In [1]:
import torch
import torch.nn as nn
import torch.optim as optim

from torchtext.datasets import Multi30k
from torchtext.data import Field, BucketIterator

import spacy
import numpy as np

import random
import math
import time
# import IPython.core.debugger import set_trace

In [2]:
# random seeds to get same results
# “deterministic” algorithms: given the same input, 
# and when run on the same software and hardware, always produce the same output.
SEED = 1234

random.seed(SEED)
np.random.seed(SEED)
torch.manual_seed(SEED)
torch.cuda.manual_seed(SEED)
torch.backends.cudnn.deterministic = True

In [6]:
# tokenizers
spacy_de = spacy.load('de')
spacy_en = spacy.load('en')

# to install spacy languages use:
# python -m spacy download en
# python -m spacy download de

In [7]:
# tokenizer functions
def tokenize_de(text):
    """
    Tokenizes German text from a string into a list of strings (tokens) and reverses it (paper says to)
    """
    return [tok.text for tok in spacy_de.tokenizer(text)][::-1]

def tokenize_en(text):
    """
    Tokenizes English text from a string into a list of strings (tokens)
    """
    return [tok.text for tok in spacy_en.tokenizer(text)]

In [8]:
# TorchText's Fields to handle how data should be processed
SRC = Field(tokenize=tokenize_de,
           init_token = '<sos>',
           eos_token = '<eos>',
           lower = True)

TRG = Field(tokenize=tokenize_en,
           init_token = '<sos>',
           eos_token = '<eos>',
           lower = True)

In [9]:
# download and load the train, validation and test data.
train_data, valid_data, test_data = Multi30k.splits(exts = ('.de', '.en'),
                                                   fields = (SRC, TRG))

In [10]:
# check sizes (don't need .examples)
print(f"Number of training examples: {len(train_data.examples)}")
print(f"Number of validation examples: {len(valid_data.examples)}")
print(f"Number of testing examples: {len(test_data.examples)}")
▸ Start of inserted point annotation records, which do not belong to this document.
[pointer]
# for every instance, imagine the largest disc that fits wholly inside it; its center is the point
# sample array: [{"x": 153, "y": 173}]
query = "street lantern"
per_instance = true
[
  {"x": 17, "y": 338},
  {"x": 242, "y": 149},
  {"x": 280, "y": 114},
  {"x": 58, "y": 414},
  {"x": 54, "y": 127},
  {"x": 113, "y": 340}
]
Number of training examples: 29000
Number of validation examples: 1014
Number of testing examples: 1000


In [11]:
# print example
# print(train_data.examples[0].__dict__)
print(vars(train_data.examples[0]))

{'src': ['.', 'büsche', 'vieler', 'nähe', 'der', 'in', 'freien', 'im', 'sind', 'männer', 'weiße', 'junge', 'zwei'], 'trg': ['two', 'young', ',', 'white', 'males', 'are', 'outside', 'near', 'many', 'bushes', '.']}


In [12]:
# build vocab (always just training data)
SRC.build_vocab(train_data, min_freq = 2)
TRG.build_vocab(train_data, min_freq = 2)

In [13]:
# unique tokens in vocabs
print(f"Unique tokens in source (de) vocabulary: {len(SRC.vocab)}")
print(f"Unique tokens in target (en) vocabulary: {len(TRG.vocab)}")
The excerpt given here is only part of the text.